未经治疗的广泛期SCLC患者被随机分配为1:1接受四个21天周期的卡铂(曲线下面积5 mg / mL / min [IV],第1天)加上ET(100 mg / m2 IV,天) 1-3)与阿特珠单抗(1,200 mg IV,第1天)或安慰剂,然后维持atezolizumab或安慰剂,直到出现不可接受的毒性,疾病进展或失去临床益处为止。收集肿瘤标本,而且PD-L1试验不需要招募。在中期分析中,研究者评估的PFS和OS这两个主要终点在统计学上显着。并进行了更新的OS和PFS以及探索性生物标志物分析。
RESULTS 结果
Patients received atezolizumab plus CP/ET (n5201) or placebo plus CP/ET (n5202). At the updated analysis, median follow-up for OS was 22.9 months; 302 deaths had occurred. Median OS was 12.3 and 10.3 months with atezolizumab plus CP/ET and placebo plus CP/ET, respectively (hazard ratio, 0.76; 95% CI, 0.60 to 0.95; descriptive P 5 .0154). At 18 months, 34.0% and 21.0% of patients were alive in atezolizumab plus CP/ET and placebo plus CP/ET arms, respectively. Patients derived benefit from the addition of atezolizumab, regardless of PD-L1 immunohistochemistry or bTMB status.
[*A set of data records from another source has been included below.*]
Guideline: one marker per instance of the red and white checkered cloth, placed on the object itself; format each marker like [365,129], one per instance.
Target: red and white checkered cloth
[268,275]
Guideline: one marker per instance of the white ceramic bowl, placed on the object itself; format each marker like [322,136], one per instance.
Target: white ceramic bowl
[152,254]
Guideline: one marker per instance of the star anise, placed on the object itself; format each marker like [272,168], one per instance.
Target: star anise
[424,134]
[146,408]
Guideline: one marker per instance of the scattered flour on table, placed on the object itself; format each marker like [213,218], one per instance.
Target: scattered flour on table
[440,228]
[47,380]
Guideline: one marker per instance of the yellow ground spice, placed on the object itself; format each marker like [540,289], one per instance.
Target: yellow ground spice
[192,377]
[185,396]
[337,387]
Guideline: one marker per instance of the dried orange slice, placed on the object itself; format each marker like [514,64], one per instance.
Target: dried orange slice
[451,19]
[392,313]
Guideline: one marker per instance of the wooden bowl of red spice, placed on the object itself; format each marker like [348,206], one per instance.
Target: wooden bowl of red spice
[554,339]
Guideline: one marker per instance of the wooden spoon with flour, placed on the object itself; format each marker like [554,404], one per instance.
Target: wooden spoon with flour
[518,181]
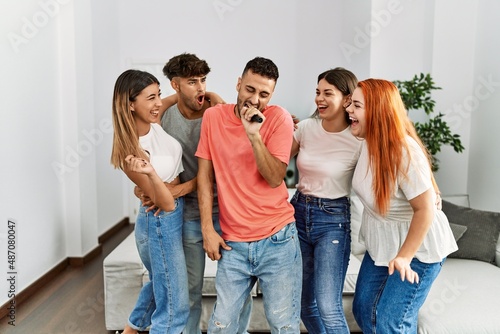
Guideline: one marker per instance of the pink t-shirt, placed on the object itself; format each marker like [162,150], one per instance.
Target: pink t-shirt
[249,208]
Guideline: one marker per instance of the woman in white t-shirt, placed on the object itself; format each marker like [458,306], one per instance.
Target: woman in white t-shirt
[150,158]
[327,155]
[402,228]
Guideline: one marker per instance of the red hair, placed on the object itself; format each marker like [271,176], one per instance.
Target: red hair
[387,125]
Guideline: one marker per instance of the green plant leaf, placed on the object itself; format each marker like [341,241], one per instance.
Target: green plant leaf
[417,95]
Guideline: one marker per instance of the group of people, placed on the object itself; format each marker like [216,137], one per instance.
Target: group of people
[210,179]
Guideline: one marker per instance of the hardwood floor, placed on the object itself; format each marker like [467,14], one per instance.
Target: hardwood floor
[71,304]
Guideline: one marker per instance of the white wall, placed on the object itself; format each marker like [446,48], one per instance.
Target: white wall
[480,108]
[58,80]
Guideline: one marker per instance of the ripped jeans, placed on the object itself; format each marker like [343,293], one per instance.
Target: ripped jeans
[277,263]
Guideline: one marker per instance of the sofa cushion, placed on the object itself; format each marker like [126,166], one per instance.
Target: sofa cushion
[479,242]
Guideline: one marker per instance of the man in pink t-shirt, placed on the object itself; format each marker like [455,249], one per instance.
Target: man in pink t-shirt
[259,238]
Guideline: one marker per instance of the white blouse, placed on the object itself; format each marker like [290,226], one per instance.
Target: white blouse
[165,152]
[383,236]
[326,160]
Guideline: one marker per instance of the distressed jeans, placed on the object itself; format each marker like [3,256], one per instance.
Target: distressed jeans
[276,263]
[324,228]
[195,262]
[163,302]
[384,304]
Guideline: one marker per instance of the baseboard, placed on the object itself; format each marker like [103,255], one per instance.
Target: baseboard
[80,261]
[61,266]
[34,287]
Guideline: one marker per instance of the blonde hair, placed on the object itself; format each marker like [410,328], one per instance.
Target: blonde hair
[125,138]
[387,125]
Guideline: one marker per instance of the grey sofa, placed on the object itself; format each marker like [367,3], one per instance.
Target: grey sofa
[464,299]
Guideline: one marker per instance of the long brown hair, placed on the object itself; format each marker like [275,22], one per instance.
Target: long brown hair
[125,138]
[387,125]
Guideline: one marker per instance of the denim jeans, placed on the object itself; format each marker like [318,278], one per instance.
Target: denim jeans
[276,263]
[195,262]
[324,227]
[163,302]
[385,304]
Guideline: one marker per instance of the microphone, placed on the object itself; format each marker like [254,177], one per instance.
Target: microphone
[255,118]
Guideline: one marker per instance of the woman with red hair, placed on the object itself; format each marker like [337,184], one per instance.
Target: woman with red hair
[402,227]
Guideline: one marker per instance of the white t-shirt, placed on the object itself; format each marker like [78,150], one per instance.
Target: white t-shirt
[383,236]
[165,153]
[326,160]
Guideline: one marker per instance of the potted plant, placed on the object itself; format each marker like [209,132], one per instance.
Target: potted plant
[416,95]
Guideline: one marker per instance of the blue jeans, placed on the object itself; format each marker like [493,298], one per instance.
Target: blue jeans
[163,302]
[276,263]
[195,262]
[385,304]
[324,227]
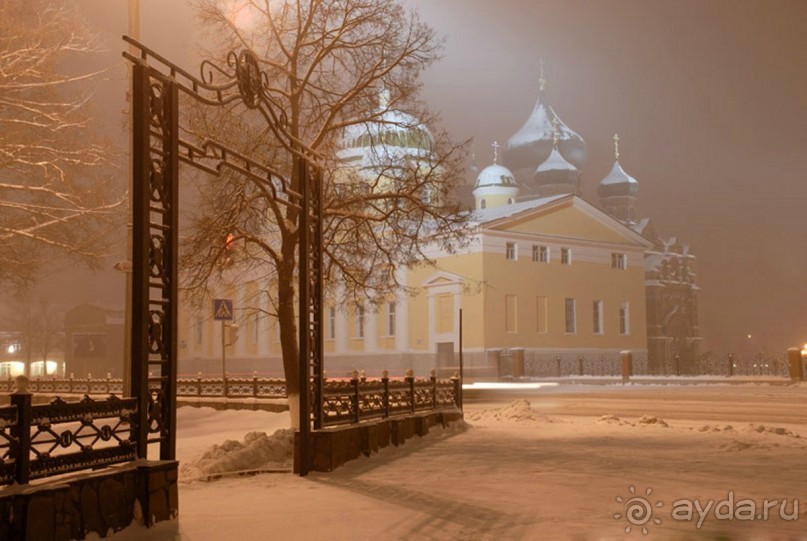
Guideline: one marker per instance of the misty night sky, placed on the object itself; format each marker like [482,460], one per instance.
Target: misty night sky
[709,98]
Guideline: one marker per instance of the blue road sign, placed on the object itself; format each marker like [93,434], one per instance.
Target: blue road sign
[223,309]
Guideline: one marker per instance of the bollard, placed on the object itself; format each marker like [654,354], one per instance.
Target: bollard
[433,378]
[457,389]
[21,398]
[627,365]
[410,379]
[385,382]
[354,398]
[796,366]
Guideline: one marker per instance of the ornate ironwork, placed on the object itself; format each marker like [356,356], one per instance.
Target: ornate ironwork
[8,444]
[356,400]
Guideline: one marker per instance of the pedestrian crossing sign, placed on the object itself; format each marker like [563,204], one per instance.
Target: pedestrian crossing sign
[223,309]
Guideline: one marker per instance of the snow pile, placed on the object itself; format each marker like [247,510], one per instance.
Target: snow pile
[776,430]
[644,420]
[715,428]
[651,420]
[257,452]
[519,412]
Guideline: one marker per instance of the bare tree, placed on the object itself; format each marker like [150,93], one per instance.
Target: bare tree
[338,74]
[37,324]
[52,199]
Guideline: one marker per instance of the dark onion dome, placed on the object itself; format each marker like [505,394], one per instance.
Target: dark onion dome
[617,184]
[533,143]
[556,175]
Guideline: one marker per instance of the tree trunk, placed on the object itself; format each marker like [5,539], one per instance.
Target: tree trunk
[286,315]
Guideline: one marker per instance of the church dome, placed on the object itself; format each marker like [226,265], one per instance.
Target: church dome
[533,142]
[392,129]
[393,134]
[617,183]
[495,175]
[556,176]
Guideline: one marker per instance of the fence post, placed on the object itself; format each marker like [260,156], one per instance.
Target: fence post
[457,390]
[627,365]
[385,382]
[354,398]
[21,398]
[410,379]
[796,366]
[433,377]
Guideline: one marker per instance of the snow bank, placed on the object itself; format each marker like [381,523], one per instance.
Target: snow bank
[258,452]
[517,412]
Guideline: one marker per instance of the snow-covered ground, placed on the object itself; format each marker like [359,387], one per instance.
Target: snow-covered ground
[553,463]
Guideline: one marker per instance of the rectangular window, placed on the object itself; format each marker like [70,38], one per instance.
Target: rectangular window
[565,256]
[571,317]
[445,313]
[332,323]
[360,322]
[391,319]
[624,319]
[198,331]
[540,314]
[598,315]
[510,309]
[540,254]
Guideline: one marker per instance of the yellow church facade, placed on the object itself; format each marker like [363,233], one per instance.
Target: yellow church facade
[550,278]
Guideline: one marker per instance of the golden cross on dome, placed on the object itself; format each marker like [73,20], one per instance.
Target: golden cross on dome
[555,133]
[542,78]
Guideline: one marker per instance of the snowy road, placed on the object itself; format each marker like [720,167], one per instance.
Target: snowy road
[553,471]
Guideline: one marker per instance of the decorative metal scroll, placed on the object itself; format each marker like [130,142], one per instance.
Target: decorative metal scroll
[8,444]
[159,147]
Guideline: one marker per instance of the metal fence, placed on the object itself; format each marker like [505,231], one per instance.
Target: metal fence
[61,437]
[360,399]
[603,366]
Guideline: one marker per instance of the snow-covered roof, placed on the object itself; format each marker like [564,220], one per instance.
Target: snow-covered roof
[391,128]
[617,183]
[495,175]
[619,176]
[482,216]
[555,162]
[538,127]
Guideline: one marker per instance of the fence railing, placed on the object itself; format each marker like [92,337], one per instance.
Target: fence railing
[186,387]
[729,366]
[61,437]
[360,399]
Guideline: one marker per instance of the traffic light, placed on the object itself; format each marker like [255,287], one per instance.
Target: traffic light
[232,333]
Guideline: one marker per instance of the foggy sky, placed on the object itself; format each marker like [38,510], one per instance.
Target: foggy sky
[709,98]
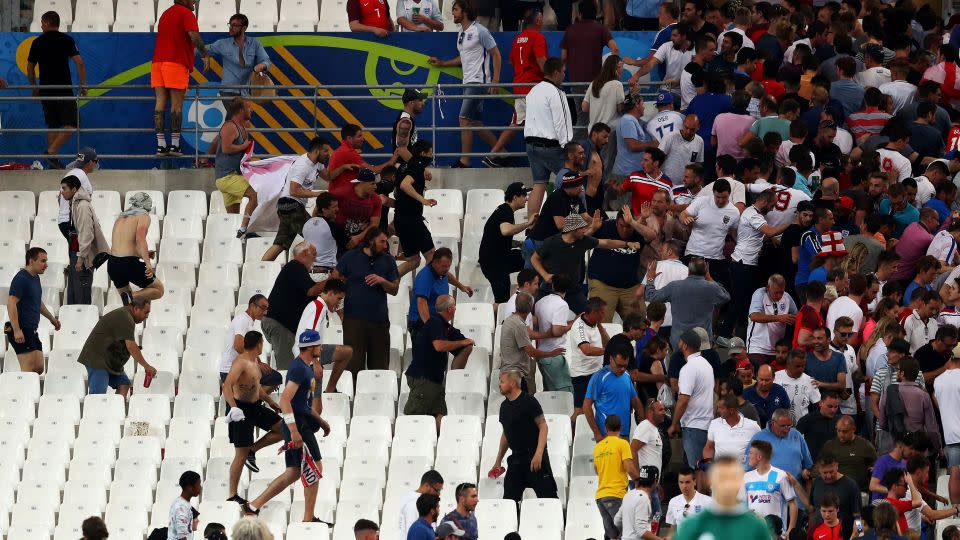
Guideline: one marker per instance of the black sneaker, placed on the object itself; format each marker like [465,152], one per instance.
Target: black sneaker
[251,462]
[53,162]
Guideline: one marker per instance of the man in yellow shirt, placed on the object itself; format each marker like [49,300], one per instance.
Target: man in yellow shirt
[613,461]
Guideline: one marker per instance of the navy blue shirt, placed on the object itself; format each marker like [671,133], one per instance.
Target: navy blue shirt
[826,371]
[363,301]
[615,267]
[27,289]
[776,399]
[429,286]
[428,363]
[301,373]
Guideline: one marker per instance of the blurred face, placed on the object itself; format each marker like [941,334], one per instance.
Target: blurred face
[830,472]
[721,199]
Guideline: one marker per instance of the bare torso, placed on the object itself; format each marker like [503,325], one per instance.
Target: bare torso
[124,241]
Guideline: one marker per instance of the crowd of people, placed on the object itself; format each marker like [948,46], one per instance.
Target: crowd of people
[778,244]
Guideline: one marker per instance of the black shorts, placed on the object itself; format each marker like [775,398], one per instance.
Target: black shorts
[60,113]
[31,342]
[257,415]
[126,270]
[413,234]
[294,457]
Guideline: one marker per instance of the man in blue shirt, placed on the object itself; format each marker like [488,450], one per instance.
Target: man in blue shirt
[431,283]
[300,412]
[790,451]
[767,396]
[24,308]
[428,507]
[611,391]
[239,55]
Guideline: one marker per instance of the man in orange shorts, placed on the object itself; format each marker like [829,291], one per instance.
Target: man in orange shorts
[177,35]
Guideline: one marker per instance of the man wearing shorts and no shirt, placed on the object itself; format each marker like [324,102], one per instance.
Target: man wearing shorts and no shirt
[314,317]
[177,35]
[130,257]
[300,412]
[248,410]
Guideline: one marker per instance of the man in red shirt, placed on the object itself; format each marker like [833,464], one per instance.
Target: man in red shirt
[370,16]
[358,208]
[177,35]
[809,317]
[351,137]
[527,55]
患者接受阿特珠单抗加CP / ET(n5201)或安慰剂加CP / ET(n5202)。在最新的分析中,OS的中位随访时间为22.9个月。发生了302人死亡。阿特珠单抗加CP / ET和安慰剂加CP / ET的中位OS分别为12.3和10.3个月(危险比,0.76;95%CI,0.60至0.95;描述性P=.0154)。在18个月时,阿特珠单抗加CP / ET和安慰剂加CP / ET组的存活率分别为34.0%和21.0%。无论PD-L1免疫组织化学或bTMB状况如何,患者都可从添加阿特珠单抗中获益。
CONCLUSION 结论
Adding atezolizumab to CP/ET as 1L treatment for ES-SCLC continued to demonstrate improved OS and a tolerable safety profile at the updated analysis, confirming the regimen as a new standard of care. Exploratory analyses demonstrated treatment benefit independent of biomarker status.
在CP / ET将阿特珠单抗作为ES-SCLC的一线治疗剂,在更新后的分析中继续证实了改善的OS和可耐受的安全性,从而确认该方案是新的治疗标准。探索性分析表明,治疗益处与生物标志物状态无关。